“Yes, dear. Leave them here. Mrs. Baker is only authorized to have family visitors. You aren't family, are you? Oh, here comes her sister. She might want to take them in for you.”
Grace Axton, looking very tired, had just come out of a room down the hallway. "Oh, how lovely of you," she said, when she saw them standing there with their flowers. "I'll just take them to her room. She's sleeping right now. She'll be so pleased.”
Jane and Shelley waited patiently for Grace to return. "You look exhausted," Shelley said when Grace rejoined them. "Let us buy you some lunch. I'll bet you didn't get any.”
Grace smiled. "I don't think I have eaten, come to think of it. But not here. The food in this place makes me think of that old movie Soylent Green. There's a pizza place across the street."
“You'd eat pizza?" Jane said in amazement. "On purpose?”
When they'd walked across the street and were seated on remarkably uncomfortable rigid plastic chairs, Jane asked, "How is your sister doing?”
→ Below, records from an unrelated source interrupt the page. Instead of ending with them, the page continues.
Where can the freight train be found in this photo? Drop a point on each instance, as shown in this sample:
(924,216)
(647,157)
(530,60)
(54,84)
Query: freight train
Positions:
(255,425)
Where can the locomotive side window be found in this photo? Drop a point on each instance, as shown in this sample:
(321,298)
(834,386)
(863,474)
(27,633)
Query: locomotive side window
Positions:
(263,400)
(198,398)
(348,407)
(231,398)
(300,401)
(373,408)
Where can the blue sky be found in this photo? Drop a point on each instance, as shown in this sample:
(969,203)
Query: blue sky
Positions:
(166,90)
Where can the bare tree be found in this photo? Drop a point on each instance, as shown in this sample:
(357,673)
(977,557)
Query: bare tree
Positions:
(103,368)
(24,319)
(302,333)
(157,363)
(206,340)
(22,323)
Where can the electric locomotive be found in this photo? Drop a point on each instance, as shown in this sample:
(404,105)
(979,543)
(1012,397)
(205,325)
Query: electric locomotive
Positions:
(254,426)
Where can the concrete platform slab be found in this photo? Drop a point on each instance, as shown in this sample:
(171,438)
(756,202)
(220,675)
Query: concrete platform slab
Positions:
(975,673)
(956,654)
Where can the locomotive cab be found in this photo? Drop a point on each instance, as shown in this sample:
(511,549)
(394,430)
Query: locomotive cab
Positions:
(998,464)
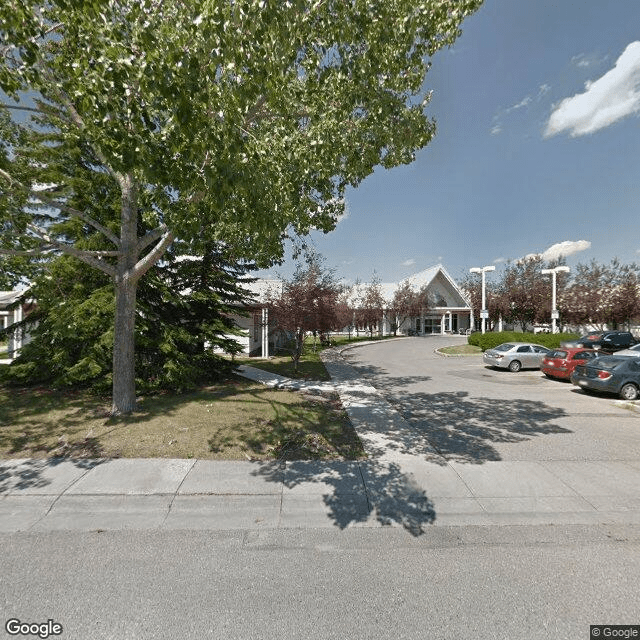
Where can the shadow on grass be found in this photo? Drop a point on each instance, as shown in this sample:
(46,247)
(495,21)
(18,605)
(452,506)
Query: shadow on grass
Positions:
(19,475)
(319,428)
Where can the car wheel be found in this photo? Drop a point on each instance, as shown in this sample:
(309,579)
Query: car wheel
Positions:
(629,391)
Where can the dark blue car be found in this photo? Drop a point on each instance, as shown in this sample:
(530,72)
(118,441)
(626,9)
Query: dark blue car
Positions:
(610,374)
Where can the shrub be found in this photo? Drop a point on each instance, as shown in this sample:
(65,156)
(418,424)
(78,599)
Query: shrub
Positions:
(490,340)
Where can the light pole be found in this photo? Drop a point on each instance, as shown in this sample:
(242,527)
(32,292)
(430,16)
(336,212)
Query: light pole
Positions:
(554,310)
(484,314)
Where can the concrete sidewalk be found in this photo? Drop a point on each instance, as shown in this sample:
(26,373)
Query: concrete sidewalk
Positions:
(389,488)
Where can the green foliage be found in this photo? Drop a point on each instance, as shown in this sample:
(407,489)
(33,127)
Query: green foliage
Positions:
(493,339)
(228,123)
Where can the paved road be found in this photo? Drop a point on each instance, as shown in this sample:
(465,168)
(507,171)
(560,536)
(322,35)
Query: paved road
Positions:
(472,414)
(490,443)
(458,583)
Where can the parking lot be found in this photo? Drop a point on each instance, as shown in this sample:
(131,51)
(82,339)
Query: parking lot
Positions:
(472,413)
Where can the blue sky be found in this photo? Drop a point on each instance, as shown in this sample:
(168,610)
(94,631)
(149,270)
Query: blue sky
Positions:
(538,142)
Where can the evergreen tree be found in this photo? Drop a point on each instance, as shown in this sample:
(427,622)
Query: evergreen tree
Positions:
(184,319)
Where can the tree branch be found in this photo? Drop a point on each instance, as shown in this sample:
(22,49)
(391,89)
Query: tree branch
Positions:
(77,214)
(89,257)
(18,107)
(79,122)
(151,236)
(37,195)
(26,252)
(153,256)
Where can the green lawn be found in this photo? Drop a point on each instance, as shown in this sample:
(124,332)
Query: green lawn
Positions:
(310,366)
(238,420)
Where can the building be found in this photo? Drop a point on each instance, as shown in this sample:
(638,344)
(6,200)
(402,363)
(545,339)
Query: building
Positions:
(449,311)
(11,313)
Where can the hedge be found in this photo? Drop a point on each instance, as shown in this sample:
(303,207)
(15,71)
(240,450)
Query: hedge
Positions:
(550,340)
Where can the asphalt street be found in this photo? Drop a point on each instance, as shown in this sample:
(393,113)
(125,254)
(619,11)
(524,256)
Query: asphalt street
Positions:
(493,505)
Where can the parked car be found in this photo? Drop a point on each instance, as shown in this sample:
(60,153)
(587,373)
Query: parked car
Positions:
(605,341)
(631,351)
(515,356)
(560,363)
(611,374)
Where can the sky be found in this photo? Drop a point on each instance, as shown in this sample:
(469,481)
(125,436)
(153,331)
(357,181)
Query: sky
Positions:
(537,107)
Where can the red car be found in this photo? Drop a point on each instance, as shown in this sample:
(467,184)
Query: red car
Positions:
(560,363)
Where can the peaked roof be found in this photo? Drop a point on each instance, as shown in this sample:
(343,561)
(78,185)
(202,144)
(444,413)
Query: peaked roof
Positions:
(424,279)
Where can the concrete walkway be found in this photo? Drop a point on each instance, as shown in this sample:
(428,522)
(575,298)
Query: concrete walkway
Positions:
(389,488)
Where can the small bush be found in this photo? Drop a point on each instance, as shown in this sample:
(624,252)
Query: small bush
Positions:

Grace lifted her shoulders. "Still sedated. The doctor thinks it was just exhaustion, topped off by that awful man dying in the storeroom. He says a couple days of enforced rest ought to put her right."
“Meanwhile you're doing her work and yours," Shelley said.
“The work's not bad. I'm not much of a cook and Conrad found someone to help him from a restaurant that's shut down for renovations. It'll really screw up our budget, but mainly I'm concerned with Sarah.”
Jane said, "Is there anything we can do for her? Bring her magazines or newspapers or some kind of craft project to occupy her?"
“I can't think what," Grace said. "Certainly not newspapers. Conrad would flip. He won't even allow that little local rag in the house because he didn't want her to know about the zoning battle.”